Last year, the Post Office ended its group contract with the National Lottery, giving branches a choice on whether to stock the products.

Allwyn, which took over running the lottery days ago, said reasons ranged from religious beliefs to low sales.

But one postmaster said he would have “lost a significant amount of money” if he continued to sell them.

The National Federation of SubPostmasters (NFSP) said, for many, the issue is scratchcards.

“We would still be selling [lottery tickets] if it wasn’t for the scratchcards,” said Calum Greenhow, who runs a post office in Scotland with his wife, and is the chief executive of the NFSP.

Under the previous group contract, the Post Office would cover the cost of the cards, but now each individual branch must pay for them themselves.

Since they refresh every six weeks or so, Mr Greenhow said they risk losing money on unsold stock.

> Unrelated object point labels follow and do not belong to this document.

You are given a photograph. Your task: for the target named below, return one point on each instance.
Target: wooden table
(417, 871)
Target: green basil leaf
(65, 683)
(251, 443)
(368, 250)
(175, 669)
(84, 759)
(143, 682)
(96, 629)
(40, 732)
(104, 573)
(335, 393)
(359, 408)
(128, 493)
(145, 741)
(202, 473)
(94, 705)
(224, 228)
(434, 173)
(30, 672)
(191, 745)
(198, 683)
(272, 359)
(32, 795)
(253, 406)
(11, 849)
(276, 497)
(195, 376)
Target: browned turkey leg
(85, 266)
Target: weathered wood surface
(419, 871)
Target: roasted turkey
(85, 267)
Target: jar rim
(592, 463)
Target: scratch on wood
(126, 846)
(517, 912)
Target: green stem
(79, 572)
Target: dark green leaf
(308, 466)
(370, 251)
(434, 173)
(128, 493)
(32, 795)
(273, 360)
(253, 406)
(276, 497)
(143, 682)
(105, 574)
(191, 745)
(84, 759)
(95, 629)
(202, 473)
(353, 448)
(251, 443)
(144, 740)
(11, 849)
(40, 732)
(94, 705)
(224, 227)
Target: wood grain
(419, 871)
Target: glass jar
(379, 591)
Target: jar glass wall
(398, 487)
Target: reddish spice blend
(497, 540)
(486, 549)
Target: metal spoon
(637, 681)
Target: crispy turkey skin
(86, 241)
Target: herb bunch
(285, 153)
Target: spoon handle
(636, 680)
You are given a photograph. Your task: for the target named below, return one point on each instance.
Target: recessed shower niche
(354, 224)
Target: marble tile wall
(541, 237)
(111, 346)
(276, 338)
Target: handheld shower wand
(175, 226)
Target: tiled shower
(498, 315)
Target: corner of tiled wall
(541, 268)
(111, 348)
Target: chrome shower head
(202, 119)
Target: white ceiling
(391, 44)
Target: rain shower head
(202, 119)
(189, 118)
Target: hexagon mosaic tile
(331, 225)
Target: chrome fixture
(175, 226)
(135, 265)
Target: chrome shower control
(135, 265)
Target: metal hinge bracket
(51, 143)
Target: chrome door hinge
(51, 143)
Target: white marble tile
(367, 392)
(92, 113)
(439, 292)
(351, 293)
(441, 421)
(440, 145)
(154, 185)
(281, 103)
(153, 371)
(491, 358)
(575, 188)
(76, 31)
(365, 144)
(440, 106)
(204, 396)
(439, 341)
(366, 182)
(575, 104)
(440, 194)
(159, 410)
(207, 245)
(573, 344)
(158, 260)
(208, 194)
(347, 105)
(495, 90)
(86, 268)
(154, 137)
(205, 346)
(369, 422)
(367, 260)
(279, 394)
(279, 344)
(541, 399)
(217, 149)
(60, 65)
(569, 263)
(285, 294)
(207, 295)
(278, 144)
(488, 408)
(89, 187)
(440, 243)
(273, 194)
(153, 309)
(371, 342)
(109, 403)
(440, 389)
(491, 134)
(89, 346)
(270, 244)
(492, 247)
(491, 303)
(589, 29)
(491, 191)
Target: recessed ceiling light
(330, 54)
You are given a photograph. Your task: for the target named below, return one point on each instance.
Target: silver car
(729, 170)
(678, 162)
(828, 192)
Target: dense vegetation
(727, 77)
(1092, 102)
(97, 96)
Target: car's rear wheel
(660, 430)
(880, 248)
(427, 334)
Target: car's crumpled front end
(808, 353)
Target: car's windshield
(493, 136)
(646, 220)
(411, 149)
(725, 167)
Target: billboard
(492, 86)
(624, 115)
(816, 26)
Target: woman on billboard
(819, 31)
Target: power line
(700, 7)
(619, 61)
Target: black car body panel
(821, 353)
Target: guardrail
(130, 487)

And, under Gambling Commission rules, retailers are not allowed to sell lottery tickets without also stocking scratchcards.

New lottery operator Allwyn told the PA news agency that 900 of the 5,800 branches that had previously stocked National Lottery products have not signed up to continue.

It says more than 600 had chosen not to, while up to 200 were unable to because of county court judgements.

The Post Office said it ended the group contract last year at the request of postmasters who wanted to receive full commission from sales – previously the Post Office took around 1% from each transaction.

It says it has spent the past year “supporting postmasters to transition to the new lottery provider”.

Allwyn’s new CEO, Andria Vidler, said a “vast majority” had signed up to the new licence, and that she believes lottery products attract people to the high street.

“Retailers see this as a real encouragement to get people out”, she said.

The company’s 10-year licence operating the lottery started on 1 February. It took over from Camelot which had run it since the game’s launch in 1994.

One of the world’s largest lotteries, the National Lottery has raised more than £48bn for good causes across the UK.